Demam

1K 59 0
                                    

Jata kaget dengan perubahan Puput. Serta merta, diturunkannya kamera dan memandang langsung pada sang istri. Tak ada apa pun yang aneh selain gadis cantik yang berbahagia di atas ayunan.
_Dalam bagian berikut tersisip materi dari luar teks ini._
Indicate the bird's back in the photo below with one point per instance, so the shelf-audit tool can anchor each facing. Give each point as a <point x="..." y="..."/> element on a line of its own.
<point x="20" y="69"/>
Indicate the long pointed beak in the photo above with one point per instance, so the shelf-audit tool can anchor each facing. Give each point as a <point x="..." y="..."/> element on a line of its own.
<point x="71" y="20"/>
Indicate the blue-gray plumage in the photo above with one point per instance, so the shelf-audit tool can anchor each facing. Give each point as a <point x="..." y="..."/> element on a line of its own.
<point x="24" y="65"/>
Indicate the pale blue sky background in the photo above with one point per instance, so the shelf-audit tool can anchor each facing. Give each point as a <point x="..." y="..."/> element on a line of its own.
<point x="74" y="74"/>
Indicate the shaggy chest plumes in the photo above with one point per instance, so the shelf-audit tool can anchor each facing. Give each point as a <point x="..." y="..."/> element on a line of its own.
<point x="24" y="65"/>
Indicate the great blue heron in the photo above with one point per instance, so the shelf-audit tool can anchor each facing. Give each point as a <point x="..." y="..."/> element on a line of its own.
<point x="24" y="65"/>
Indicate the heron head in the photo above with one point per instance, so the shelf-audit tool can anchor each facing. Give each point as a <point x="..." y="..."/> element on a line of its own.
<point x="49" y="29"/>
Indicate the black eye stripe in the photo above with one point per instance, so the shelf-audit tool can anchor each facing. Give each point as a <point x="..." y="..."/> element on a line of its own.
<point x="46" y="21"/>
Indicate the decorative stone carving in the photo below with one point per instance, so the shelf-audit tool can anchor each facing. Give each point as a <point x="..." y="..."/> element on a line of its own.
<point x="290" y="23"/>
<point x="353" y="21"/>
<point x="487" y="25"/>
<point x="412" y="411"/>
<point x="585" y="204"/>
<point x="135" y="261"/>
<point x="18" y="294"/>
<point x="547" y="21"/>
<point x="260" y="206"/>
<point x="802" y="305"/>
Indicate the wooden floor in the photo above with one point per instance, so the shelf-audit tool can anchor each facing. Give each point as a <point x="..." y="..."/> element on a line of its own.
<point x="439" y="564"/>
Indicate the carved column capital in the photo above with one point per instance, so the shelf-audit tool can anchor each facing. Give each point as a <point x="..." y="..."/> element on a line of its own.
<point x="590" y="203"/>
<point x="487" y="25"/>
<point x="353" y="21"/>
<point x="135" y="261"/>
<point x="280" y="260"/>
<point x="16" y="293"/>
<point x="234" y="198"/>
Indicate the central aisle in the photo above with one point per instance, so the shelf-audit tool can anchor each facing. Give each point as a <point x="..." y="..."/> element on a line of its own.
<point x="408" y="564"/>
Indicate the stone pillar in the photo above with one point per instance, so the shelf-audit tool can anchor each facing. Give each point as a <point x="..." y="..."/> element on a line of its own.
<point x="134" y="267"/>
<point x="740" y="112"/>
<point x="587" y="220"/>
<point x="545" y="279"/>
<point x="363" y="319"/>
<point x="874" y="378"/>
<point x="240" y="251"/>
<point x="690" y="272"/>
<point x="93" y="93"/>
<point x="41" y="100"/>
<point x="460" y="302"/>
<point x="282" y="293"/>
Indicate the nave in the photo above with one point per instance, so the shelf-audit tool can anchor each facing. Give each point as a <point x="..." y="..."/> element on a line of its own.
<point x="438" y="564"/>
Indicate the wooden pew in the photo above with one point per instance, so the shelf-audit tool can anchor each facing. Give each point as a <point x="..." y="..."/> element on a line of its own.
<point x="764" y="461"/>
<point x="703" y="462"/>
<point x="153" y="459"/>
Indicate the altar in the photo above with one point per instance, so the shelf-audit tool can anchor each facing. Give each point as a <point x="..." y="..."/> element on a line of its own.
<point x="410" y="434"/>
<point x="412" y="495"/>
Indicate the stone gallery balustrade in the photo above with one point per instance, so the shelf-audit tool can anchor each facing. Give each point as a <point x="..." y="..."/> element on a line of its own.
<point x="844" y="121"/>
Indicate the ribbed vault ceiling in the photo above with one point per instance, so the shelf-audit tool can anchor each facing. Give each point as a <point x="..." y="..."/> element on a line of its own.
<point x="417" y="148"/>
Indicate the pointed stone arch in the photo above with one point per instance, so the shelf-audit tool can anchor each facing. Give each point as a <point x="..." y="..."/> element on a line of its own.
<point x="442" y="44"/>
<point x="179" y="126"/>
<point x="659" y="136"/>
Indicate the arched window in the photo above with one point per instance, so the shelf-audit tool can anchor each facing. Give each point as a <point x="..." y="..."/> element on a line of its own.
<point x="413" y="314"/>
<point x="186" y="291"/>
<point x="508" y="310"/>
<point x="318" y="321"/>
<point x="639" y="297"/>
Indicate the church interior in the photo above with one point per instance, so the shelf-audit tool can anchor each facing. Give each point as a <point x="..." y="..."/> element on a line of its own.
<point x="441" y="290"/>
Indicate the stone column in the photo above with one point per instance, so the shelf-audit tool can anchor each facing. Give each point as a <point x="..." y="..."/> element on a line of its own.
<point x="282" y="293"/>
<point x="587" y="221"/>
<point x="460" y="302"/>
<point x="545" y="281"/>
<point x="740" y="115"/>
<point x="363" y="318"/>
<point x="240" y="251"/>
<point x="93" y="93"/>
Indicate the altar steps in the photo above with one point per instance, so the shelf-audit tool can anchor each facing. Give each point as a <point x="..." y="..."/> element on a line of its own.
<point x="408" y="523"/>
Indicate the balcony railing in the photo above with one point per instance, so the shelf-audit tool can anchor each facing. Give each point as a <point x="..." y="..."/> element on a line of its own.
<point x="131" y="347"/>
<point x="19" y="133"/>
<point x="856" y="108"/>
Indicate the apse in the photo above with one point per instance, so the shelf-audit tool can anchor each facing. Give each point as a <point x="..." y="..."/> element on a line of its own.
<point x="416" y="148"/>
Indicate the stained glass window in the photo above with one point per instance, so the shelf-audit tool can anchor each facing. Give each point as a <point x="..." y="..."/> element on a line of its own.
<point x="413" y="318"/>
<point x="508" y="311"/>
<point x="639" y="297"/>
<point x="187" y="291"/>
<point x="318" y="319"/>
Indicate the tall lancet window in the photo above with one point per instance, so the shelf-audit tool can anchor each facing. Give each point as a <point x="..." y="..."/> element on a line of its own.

Jata menggaruk tengkuk yang sempat merinding. Barangkali ia kurang minum atau kurang vitamin, atau masih terpengaruh obat antialergi semalam.

Setelah puas berayun, Puput mendekat, lalu menggandeng tangannya.

"Aku suka suasana alami begini. Sama seperti rumah kita di Kalimantan nanti," ujarnya.

Jata kembali menatap dengan keheranan. "Dari mana kamu tahu rumah kita suasananya juga alami?"

Puput mendongak. "Kak Jata pernah cerita, kan?"

"Masa, sih?" Jata tidak mengingat itu. Rumah dinas di tepi hutan itu didapat dua bulan sebelum menikah dan hanya untuk tinggal sementara sebelum rumah BTN yang dibeli selesai dibangun. Ia sama sekali belum memberitahu Puput soal itu.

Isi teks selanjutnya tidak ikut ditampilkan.